The foundations of climate diplomacy are currently being questioned, and a month before COP30 in Brazil, more than half of the world's countries have not presented any plan to reduce carbon emissions, the president of the Energy Policy Group (EPG), Radu Dudau, told a specialist conference on Thursday.
"Although there is very solid climate science, it seems that public acceptance of it is eroding across the globe. So there are many challenges. COP30 will bring to the fore several key elements. So, it will be a very important meeting in Belem, and the member states of the UNFCCC ( United Nations Framework Convention on Climate Change) convention have to present their nationally determined contributions. Basically, they have to say exactly what they will do and what targets they are setting to reduce carbon emissions. Unfortunately, even a month before the event, more than half of the world's countries have not presented any plans. The issue of financing, investments in technology transfer to developing countries, will be crucial, because the very generous commitments of the past seem not to be observed and are unlikely to be fulfilled considering the current approach," said Dudau.

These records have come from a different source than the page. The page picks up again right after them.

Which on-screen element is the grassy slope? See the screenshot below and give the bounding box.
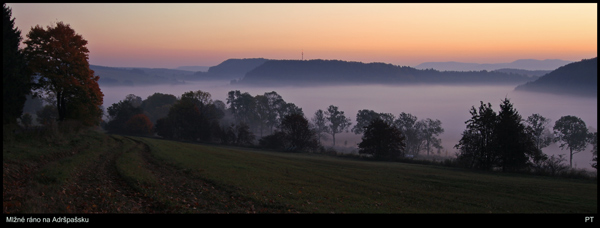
[3,128,597,213]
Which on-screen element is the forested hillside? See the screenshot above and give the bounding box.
[237,60,531,85]
[515,57,598,96]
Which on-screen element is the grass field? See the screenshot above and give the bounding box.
[3,127,597,214]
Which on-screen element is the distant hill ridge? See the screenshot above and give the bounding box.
[236,59,532,85]
[515,57,598,96]
[415,59,573,71]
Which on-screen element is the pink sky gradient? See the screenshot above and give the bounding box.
[7,3,598,68]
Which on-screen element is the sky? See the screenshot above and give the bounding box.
[7,3,598,68]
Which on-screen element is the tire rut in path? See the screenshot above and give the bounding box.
[132,139,290,213]
[57,136,153,213]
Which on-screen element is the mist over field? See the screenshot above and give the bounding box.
[101,81,598,170]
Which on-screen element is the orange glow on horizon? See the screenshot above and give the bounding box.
[7,3,597,67]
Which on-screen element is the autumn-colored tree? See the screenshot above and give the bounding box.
[24,22,104,125]
[125,114,153,135]
[2,3,31,124]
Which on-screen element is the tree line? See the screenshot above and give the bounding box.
[3,4,597,175]
[2,4,104,126]
[455,98,597,172]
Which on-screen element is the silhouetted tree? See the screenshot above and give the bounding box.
[36,105,58,125]
[125,94,142,108]
[279,113,318,151]
[455,101,498,170]
[227,90,256,124]
[140,93,177,123]
[525,113,553,150]
[554,116,588,167]
[352,109,394,134]
[106,100,143,134]
[588,132,598,169]
[24,22,104,125]
[417,118,444,156]
[161,90,224,141]
[2,3,32,124]
[325,105,351,146]
[494,99,542,171]
[394,112,424,155]
[312,109,328,145]
[358,118,405,160]
[20,112,33,128]
[235,123,255,146]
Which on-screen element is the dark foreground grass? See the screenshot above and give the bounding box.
[134,138,597,213]
[3,127,597,214]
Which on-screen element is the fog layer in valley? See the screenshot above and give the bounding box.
[101,81,597,170]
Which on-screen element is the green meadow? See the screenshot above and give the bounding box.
[3,128,597,214]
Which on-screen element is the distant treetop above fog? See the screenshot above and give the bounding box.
[415,59,573,71]
[515,57,598,96]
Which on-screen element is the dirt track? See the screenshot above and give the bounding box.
[3,136,277,214]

The EPG specialist recalled, in this context, the major reference point of environmental protection - the Paris Agreement - initialed a decade ago.
"October is a deliberately chosen time for the climate diplomacy conference. It comes a month before the Conference of the Parties to the United Nations Framework Convention on Climate Change - UNFCCC, the UN framework for these increasingly important annual meetings on critical issues of climate diplomacy. COP30 is due to start next month in Brazil, 30 years after the first COP took place in Berlin. It is a year of round numbers for climate diplomacy. It also marks the tenth anniversary of the Paris Agreement, which was marked as a major landmark. People see this agreement as a system and as an international agreement. Virtually all countries have committed to reducing carbon e missions and putting the planet on a trajectory for a warming of no more than two degrees Celsius, possibly 1.5 degrees, compared to pre-industrial levels," Radu Dudau stressed.
The 2025 United Nations Climate Change Conference - COP30 will take place in Belem, Brazil, from November 10 to 21.
The Romanian Diplomatic Institute and the Energy Policy Group (EPG) are organizing, on Thursday, the second edition of the event "Climate Diplomacy in Central and Eastern Europe: Regional Dialogue in the Preparation of COP30".